Conservatives, Political Correctness and the Academy

Stanley Fish has a thoughtful post on these and related issues.

I agree with Fish that “affirmative action”  for conservatives or some such would be an inappropriate response to the gross ideological imbalance in American academia.  (On the other had, a little, okay, a lot, more self-consciousness by left academics regarding whether they are improperly implicitly or explicitly smuggling ideological considerations into hiring–I was once grilled by telephone, after the official interviews, by a senior professor regarding my views on affirmative action when being considered for a lateral chair, with the explicit premise that if I didn’t pass the quiz, the professor would vote against me and rally her allies against me–would be welcome).

And for reasons Fish discusses, even a completely ideologically neutral hiring process would likely perpetuate the one-sidedness of the American academy.  I think this is a problem, not because the conservative side is somehow “entitled” to “fair” representation within the academy, but because liberal students are currently not being well-served educationally by their professors.

In particular, studies show that approximately 40% of American adults consider themselves to be conservatives.  I would therefore posit that a well-educated American college graduate should have some idea of what mainstream conservatives think, and why they think it.

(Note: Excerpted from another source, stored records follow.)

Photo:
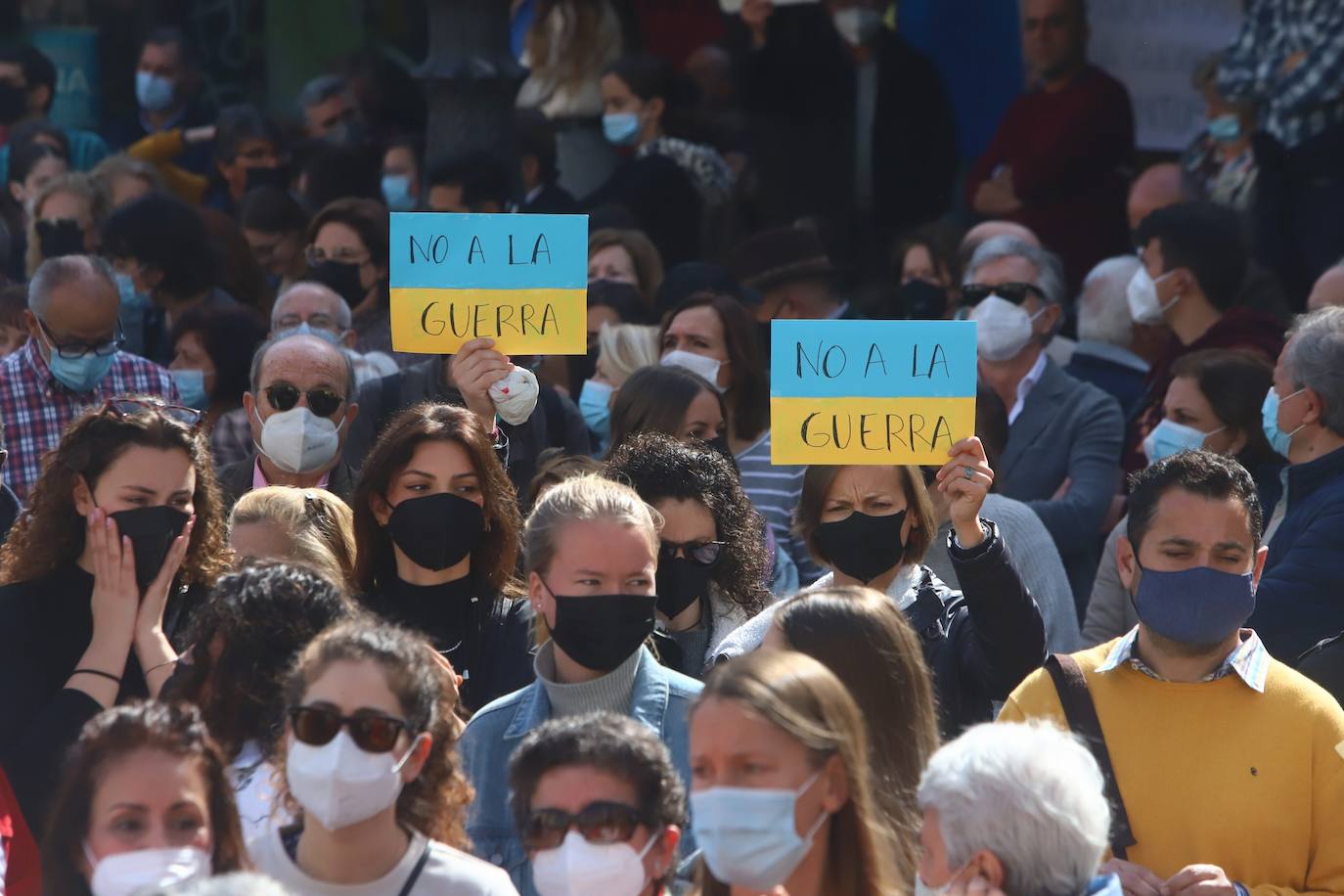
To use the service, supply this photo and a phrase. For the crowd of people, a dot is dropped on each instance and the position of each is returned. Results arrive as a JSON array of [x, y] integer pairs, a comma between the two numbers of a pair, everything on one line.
[[288, 610]]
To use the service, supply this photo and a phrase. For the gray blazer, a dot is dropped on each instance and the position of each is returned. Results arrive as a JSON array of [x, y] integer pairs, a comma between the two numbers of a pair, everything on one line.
[[1067, 428]]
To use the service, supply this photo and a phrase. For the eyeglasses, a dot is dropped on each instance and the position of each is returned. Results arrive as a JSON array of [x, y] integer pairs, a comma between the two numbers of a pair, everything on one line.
[[320, 402], [371, 733], [599, 823], [133, 406], [699, 553], [1016, 293], [79, 349], [315, 255]]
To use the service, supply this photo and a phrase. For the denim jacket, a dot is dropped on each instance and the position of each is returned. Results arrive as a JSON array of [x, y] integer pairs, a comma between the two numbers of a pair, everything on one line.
[[661, 700]]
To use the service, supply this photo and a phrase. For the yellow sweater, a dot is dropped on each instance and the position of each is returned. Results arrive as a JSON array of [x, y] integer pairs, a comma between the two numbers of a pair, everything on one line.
[[1218, 774]]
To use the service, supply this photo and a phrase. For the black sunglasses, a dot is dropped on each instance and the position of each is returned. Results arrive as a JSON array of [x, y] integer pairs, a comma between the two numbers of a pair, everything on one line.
[[320, 402], [317, 726], [599, 823], [699, 553], [133, 406], [1016, 293]]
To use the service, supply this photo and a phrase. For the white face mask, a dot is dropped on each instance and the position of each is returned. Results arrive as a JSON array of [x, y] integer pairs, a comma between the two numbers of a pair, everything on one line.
[[1002, 328], [298, 441], [706, 367], [578, 867], [126, 874], [858, 24], [1142, 295], [340, 784]]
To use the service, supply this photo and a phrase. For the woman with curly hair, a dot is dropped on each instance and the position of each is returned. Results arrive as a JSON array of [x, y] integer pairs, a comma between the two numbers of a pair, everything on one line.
[[144, 803], [243, 644], [122, 538], [371, 773], [712, 555], [437, 540]]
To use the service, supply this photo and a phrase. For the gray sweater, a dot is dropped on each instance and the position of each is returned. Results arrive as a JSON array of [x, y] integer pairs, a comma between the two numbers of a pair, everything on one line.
[[1037, 560]]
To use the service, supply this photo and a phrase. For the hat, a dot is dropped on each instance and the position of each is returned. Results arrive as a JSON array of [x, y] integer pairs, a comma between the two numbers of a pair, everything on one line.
[[689, 278], [780, 255]]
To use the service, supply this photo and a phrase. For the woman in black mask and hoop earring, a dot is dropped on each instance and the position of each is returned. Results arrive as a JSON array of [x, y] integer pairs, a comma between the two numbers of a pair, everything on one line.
[[437, 539]]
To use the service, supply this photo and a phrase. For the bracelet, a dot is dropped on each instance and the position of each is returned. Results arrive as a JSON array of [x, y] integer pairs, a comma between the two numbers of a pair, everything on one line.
[[96, 672]]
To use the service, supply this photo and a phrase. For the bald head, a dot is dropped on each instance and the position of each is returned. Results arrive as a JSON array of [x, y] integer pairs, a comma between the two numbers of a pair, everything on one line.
[[1328, 289], [1157, 187]]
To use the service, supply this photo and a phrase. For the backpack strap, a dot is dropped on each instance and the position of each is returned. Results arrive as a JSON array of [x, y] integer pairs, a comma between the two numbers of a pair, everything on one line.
[[1081, 713]]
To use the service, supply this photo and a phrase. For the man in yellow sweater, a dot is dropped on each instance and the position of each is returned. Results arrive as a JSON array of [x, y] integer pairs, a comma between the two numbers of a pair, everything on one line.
[[1229, 763]]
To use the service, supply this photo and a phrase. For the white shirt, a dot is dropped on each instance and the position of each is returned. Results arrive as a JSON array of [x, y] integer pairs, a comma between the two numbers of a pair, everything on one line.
[[1026, 385]]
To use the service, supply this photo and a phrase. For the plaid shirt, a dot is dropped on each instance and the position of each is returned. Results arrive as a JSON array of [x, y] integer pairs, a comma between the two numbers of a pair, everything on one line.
[[35, 409], [1307, 101], [1249, 659]]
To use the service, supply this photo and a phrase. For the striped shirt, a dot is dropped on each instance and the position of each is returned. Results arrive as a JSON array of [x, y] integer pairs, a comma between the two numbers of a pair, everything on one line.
[[1250, 659], [775, 490]]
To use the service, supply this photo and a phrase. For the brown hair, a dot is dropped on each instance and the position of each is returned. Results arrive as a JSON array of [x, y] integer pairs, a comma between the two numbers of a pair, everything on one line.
[[111, 737], [749, 396], [435, 802], [816, 485], [51, 533], [866, 641], [495, 558], [644, 254], [807, 701]]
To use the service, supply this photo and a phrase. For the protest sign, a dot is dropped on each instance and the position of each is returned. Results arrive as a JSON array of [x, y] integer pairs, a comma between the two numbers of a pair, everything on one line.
[[870, 391], [520, 280]]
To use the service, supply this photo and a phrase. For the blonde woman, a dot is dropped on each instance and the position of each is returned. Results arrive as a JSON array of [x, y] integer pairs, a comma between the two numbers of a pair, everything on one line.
[[309, 525], [780, 784], [590, 548]]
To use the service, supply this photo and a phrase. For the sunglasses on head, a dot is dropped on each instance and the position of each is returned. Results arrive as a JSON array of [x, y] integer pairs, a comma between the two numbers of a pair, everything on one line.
[[1016, 293], [699, 553], [599, 823], [320, 402], [317, 726]]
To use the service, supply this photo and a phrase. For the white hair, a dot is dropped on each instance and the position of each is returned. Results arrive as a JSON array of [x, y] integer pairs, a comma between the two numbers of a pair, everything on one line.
[[1102, 308], [1031, 794]]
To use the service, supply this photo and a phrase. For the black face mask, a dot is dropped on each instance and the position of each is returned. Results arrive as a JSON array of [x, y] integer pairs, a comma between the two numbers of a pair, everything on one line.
[[861, 546], [600, 632], [61, 237], [343, 278], [682, 583], [14, 103], [268, 176], [437, 531], [151, 532]]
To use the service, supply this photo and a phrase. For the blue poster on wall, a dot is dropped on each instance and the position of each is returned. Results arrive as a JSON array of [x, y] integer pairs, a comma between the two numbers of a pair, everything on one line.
[[75, 55]]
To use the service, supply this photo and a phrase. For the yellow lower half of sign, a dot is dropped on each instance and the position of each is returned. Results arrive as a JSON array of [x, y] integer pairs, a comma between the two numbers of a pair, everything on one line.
[[869, 430], [523, 321]]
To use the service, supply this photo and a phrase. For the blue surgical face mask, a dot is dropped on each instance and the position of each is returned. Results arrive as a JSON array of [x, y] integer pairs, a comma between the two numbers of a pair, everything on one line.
[[747, 834], [1171, 438], [1226, 128], [1278, 439], [397, 193], [1197, 606], [621, 128], [191, 385], [154, 93], [594, 403]]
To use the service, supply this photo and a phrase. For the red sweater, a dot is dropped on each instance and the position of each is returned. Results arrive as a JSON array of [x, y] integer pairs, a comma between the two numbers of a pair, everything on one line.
[[1070, 155]]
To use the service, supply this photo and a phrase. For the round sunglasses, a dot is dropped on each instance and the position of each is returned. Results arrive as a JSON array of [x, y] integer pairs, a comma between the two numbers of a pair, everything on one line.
[[371, 733]]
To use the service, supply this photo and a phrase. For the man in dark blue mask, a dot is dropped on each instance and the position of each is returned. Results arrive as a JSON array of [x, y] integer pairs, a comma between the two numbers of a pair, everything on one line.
[[1196, 727]]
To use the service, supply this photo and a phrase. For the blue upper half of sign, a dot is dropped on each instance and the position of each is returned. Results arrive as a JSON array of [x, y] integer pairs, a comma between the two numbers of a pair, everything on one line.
[[434, 250], [873, 359]]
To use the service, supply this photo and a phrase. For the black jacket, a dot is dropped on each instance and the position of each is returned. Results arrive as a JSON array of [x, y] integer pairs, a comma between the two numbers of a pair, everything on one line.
[[556, 422], [489, 644], [236, 479], [45, 628]]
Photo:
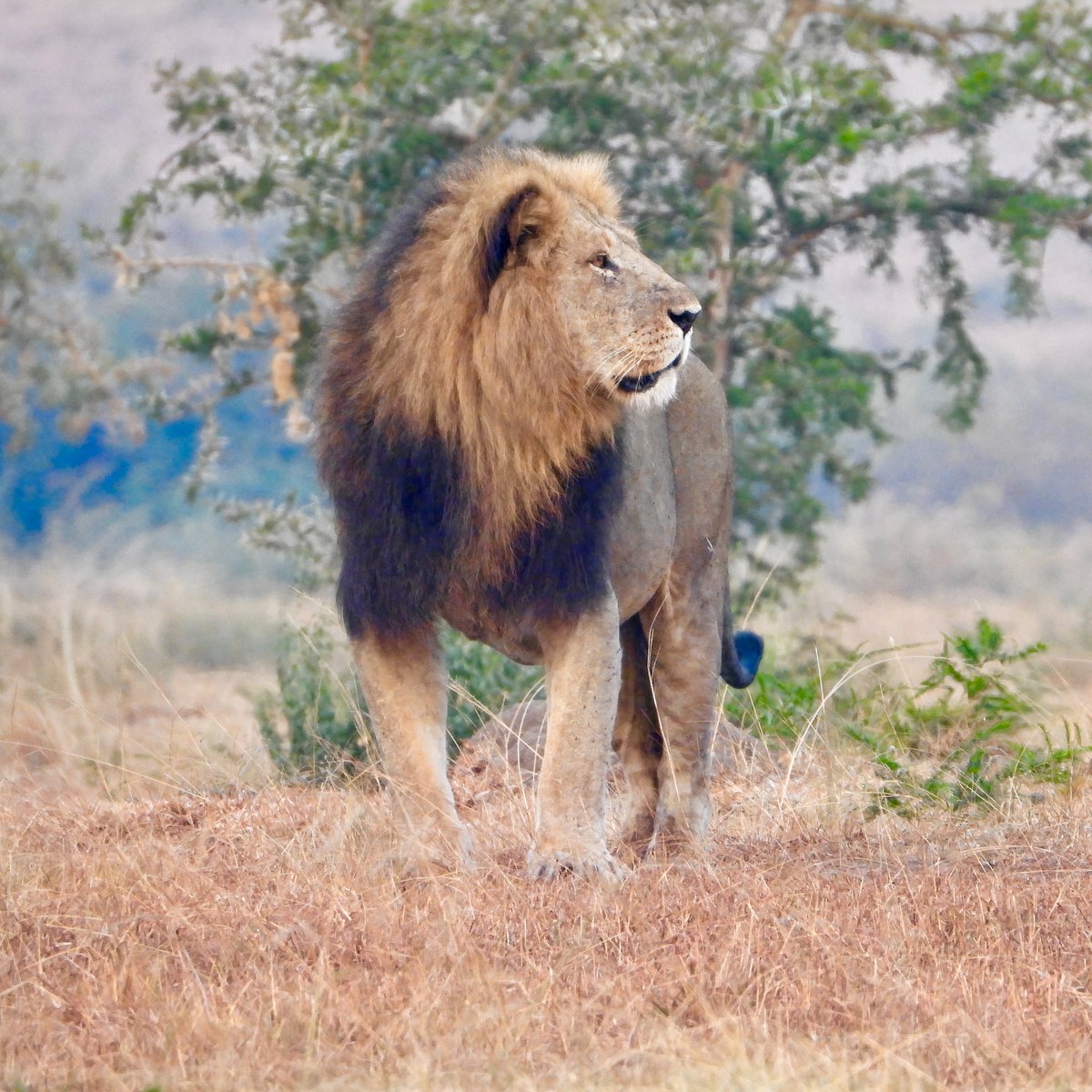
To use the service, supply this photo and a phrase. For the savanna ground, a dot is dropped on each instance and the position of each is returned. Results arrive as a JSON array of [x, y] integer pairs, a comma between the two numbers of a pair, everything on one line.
[[172, 915]]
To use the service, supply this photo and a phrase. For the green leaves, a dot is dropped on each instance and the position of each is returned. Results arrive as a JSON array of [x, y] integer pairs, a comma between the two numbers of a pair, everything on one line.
[[954, 741], [753, 148]]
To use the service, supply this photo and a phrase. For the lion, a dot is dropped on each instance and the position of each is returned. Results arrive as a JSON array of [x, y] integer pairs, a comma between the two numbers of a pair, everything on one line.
[[517, 440]]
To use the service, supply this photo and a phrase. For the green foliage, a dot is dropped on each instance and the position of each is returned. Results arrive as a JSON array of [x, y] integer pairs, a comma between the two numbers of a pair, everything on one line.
[[50, 353], [481, 682], [953, 741], [315, 724], [311, 725], [753, 148]]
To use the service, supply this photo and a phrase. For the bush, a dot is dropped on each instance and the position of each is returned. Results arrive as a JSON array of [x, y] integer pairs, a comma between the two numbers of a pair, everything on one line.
[[311, 725], [314, 724], [953, 741]]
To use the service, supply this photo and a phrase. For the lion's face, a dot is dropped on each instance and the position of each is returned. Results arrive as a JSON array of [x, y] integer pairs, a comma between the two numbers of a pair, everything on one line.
[[629, 321]]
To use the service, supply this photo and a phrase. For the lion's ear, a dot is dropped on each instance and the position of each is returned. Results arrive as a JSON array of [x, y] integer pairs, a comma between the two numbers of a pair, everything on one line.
[[519, 221]]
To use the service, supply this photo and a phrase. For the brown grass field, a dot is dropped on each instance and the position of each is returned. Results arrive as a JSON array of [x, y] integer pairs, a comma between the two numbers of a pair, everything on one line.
[[173, 917]]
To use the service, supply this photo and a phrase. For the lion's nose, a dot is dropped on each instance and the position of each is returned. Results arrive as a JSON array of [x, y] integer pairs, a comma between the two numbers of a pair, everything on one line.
[[682, 319]]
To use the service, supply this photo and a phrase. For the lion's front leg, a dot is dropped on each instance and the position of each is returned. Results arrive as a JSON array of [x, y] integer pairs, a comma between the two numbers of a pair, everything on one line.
[[405, 683], [583, 670], [685, 650]]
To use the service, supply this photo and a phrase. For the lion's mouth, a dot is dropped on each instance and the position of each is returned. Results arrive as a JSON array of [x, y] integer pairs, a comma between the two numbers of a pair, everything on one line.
[[634, 385]]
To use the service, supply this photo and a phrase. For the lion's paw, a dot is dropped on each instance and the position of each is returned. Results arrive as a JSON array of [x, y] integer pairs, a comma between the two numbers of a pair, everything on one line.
[[583, 862]]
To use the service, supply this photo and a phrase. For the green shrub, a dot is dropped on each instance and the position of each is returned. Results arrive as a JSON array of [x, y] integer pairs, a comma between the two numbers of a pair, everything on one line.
[[311, 724], [953, 741]]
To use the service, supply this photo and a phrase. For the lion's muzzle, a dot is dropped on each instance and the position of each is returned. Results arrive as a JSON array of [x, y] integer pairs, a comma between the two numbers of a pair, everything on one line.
[[634, 385]]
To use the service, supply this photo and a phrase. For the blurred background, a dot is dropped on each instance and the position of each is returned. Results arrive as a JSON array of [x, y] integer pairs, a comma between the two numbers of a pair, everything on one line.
[[885, 210]]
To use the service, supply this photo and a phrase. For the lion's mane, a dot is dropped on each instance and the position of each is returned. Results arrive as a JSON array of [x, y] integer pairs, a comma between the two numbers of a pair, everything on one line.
[[456, 434]]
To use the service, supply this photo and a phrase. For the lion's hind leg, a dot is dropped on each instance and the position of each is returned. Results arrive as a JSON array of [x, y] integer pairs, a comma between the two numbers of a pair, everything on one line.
[[683, 659], [638, 742], [404, 682]]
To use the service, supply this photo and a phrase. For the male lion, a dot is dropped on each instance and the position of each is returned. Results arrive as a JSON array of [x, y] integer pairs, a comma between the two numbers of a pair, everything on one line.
[[514, 441]]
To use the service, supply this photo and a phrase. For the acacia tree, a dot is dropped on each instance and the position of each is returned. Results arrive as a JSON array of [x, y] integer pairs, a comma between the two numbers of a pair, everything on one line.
[[754, 141], [52, 353]]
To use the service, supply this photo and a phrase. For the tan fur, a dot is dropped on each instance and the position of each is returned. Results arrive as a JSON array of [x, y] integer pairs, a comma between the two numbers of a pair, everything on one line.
[[522, 377], [507, 385]]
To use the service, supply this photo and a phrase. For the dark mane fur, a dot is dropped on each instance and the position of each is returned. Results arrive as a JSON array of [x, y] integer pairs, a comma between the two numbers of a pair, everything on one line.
[[402, 496]]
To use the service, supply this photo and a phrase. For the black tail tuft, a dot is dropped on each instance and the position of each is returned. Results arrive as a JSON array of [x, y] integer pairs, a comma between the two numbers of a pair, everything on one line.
[[740, 659]]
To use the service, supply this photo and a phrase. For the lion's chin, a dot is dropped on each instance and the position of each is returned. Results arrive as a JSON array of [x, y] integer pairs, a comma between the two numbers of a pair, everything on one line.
[[654, 389]]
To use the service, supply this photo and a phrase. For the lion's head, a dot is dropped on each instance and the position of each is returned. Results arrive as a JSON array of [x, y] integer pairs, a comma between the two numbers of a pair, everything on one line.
[[509, 317]]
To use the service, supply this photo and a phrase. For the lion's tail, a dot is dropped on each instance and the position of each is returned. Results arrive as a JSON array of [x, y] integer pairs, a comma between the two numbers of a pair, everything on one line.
[[741, 653]]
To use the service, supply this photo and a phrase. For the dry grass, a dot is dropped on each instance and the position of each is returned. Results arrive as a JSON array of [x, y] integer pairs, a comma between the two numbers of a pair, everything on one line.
[[259, 940], [163, 924]]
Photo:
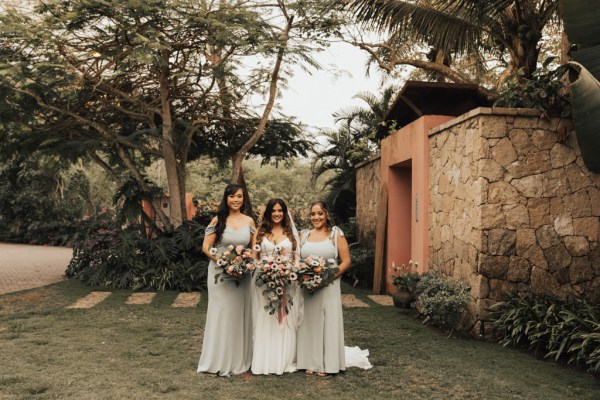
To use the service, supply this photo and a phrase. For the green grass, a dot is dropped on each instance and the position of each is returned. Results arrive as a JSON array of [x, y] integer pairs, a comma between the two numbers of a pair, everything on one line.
[[115, 351]]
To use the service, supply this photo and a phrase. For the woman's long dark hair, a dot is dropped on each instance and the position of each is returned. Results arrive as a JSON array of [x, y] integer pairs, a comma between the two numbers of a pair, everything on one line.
[[328, 218], [266, 225], [223, 210]]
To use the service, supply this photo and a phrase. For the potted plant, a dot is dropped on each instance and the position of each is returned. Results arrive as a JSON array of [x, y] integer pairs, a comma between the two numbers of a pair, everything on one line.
[[406, 283]]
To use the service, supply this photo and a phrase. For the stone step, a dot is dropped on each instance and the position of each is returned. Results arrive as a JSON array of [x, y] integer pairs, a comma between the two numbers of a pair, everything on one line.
[[90, 300], [351, 301], [189, 299], [141, 298], [383, 299]]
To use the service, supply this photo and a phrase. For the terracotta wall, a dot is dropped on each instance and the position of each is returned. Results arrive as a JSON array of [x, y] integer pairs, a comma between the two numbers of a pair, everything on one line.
[[513, 207], [368, 191]]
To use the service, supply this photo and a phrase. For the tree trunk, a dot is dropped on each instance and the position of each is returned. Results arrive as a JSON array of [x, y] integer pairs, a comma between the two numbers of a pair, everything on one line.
[[175, 186]]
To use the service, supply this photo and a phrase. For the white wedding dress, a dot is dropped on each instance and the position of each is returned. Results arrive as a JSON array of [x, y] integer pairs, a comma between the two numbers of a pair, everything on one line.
[[274, 349]]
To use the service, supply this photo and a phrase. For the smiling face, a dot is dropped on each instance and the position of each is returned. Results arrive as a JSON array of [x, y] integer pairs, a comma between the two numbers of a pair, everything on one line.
[[277, 214], [318, 217], [235, 201]]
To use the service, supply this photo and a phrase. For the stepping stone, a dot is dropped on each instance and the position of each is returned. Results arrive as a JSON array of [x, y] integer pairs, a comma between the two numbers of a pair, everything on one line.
[[383, 299], [140, 298], [350, 301], [189, 299], [90, 300]]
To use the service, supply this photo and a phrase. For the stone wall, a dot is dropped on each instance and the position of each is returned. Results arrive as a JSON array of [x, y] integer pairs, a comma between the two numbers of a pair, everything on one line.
[[513, 207], [368, 191]]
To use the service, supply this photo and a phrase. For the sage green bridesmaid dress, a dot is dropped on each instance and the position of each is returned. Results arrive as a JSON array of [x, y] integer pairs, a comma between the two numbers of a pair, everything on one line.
[[320, 338], [227, 345]]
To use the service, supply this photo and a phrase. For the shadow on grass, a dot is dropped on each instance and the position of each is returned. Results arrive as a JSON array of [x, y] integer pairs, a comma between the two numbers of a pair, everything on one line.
[[114, 350]]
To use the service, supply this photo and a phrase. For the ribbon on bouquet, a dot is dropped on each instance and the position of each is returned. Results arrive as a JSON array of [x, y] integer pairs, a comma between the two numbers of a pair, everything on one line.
[[281, 312]]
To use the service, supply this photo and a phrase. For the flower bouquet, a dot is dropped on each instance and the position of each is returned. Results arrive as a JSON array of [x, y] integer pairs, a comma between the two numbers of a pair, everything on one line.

Yet the late controversy over Rush Limbaugh and the Rams suggests that many well-educated liberals don’t know the first thing about American conservatism.  In particular, I found it extremely troubling that so many columnists, bloggers, political figures, and so on, were gullible/ignorant enough to believe that a mainstream figure like Limbaugh publicly praised the assassination of MLK, or stated that “slavery had its merits,” without any apparent controversy at the times these alleged remarks were made, with no diminishing of his 20 million strong audience, and with no harm to his political standing among conservatives and within GOP circles.

I’m a libertarian, not a conservative, and I’ve probably listened to a total of less then ten hours of Limbaugh in my life, but it was obvious to me that these alleged statements were phony.  I would have hoped that they would have at least raised eyebrows among liberal commentators, such that they would have demanded a firm source before attributing them to Limbaugh.  But no, apparently a significant fraction of well-educated American liberals, the products of our best universities, thought it unexceptional, indeed, completely congruous, that a mainstream conservative figure would praise slavery and James Earl Ray.

I’m not sure what the solution to this problem is, but I do think it’s clear that many product liberal-leaning institutions, starting with the universities, are sufficiently engaged in groupthink that they lack the most basic curiosity about or knowledge of what their ideological adversaries believe, and are instead inclined to dismiss them entirely as mere evil reactionaries.  [And they are sufficiently isolated from contact with conservatives that they don’t have personal experiences to suggest otherwise; it’s easy enough, for example, to go to a top university, on to a major journalism school, and from there to the New York Times or MSNBC or The Huffington Post without every having had a serious  intellectual discussion with a conservative colleague or mentor.]  That’s not good for the universities, it’s not good for liberals themselves (isn’t easier to defeat one’s enemies if one first understands them?), and it’s not good for America.

UPDATE: In response to some of the comments, I’m hardly suggesting that liberal students be required to study Rush Limbaugh.  What I am suggesting is that if the elite academy wasn’t so ideologically one-sided, both with regard to the faculty and the student body, graduates of these universities would have more contact with conservative ideas and conservative individuals (assumedly some thoughtful ones) and would therefore be less likely to adopt an uninformed, stereotypical view of conservatives and conservatism.  Undoubtedly, there are some self-identified conservatives who fit liberal stereotypes, just as there are some self-identified liberals who fit conservative stereotypes. But a conservative would be hard-pressed to, say, attend an Ivy League school and not be confronted with people and ideas that defy these stereotypes.  By contrast, I think that many liberals who arrive at such a school with stereotypes of conservative people and ideas will not only not find themselves challenged, but will find those stereotypes reinforced by the general intellectual climate, such that they could become an educated adult blogger, staffer at MSNBC, and so forth, and believe just about any nonsense said about any prominent conservative like Limbaugh.

FURTHER UPDATE: This seems like a good place to reprint an anecdote I published once before:

Senior year of college, I took a political economy class from a very left-wing, but very fair-minded, Sociology professor. One of the books he assigned was David Stockman’s The Triumph of Politics. Stockman was a libertarian Republican who served as Reagan’s first budget director. At the beginning of the book, he provided a concise summary of why he thought limited government was beneficial to the American people. When the class discussed the book, one of my fellow seniors exclaimed, “This was very interesting to me! He seems like a good guy… I didn’t know that any conservatives actually cared about people!.” Kudos to this professor for enlightening my classmate, but how does someone get to her senior year of college without being exposed to the radical idea that not all conservatives are innately evil?

I’d add that it’s hardly good for American democracy and public discourse that many students graduate without such enlightenment.